时戚呆呆坐了一会儿,终于不抽噎了,擦了眼泪,对裴年说:“衣服裤子脱下来,我帮你洗掉。”
他捅了宋学民两下,身上不可避免溅了血,还好校服外套是黑色的,看起来只是几块深色的斑点,不然恐怕住进来的时候旅馆前台就要报警了。

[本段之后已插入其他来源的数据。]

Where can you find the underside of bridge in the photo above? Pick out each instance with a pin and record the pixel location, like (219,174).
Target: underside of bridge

裴年应了一声,乖乖把衣服裤子脱下来,裹着被子坐在床沿,露出个脑袋眼巴巴看着她:“对不起。”
时戚:“为什么道歉。”
“如果你不来,说不定我已经把他捅死了。我当时特别想把他剪掉。”说完她先做了个干呕的动作:“想起来就恶心,我要进去洗眼睛。”
裴年用力点头:“他丑。”
时戚笑了。
他们俩在小旅馆住了三天,饿了就吃泡面,吃饱就坐在床上点钱,寥寥几张纸钞被他们数得鋥光瓦亮。
时戚感叹:“早知道不买衣服了,还能多两百。”
裴年严肃地说:“要买,要穿。”
“那我们晚上还得吃泡面。”
闻言,裴年迟疑一下:“换个口味行吗?”
时戚笑得在床上打滚:“行!给你换个海鲜味儿的。”
这个简陋狭小的旅馆房间在这两天成了他们的避风港,时戚一次也没有提起宋学民的事。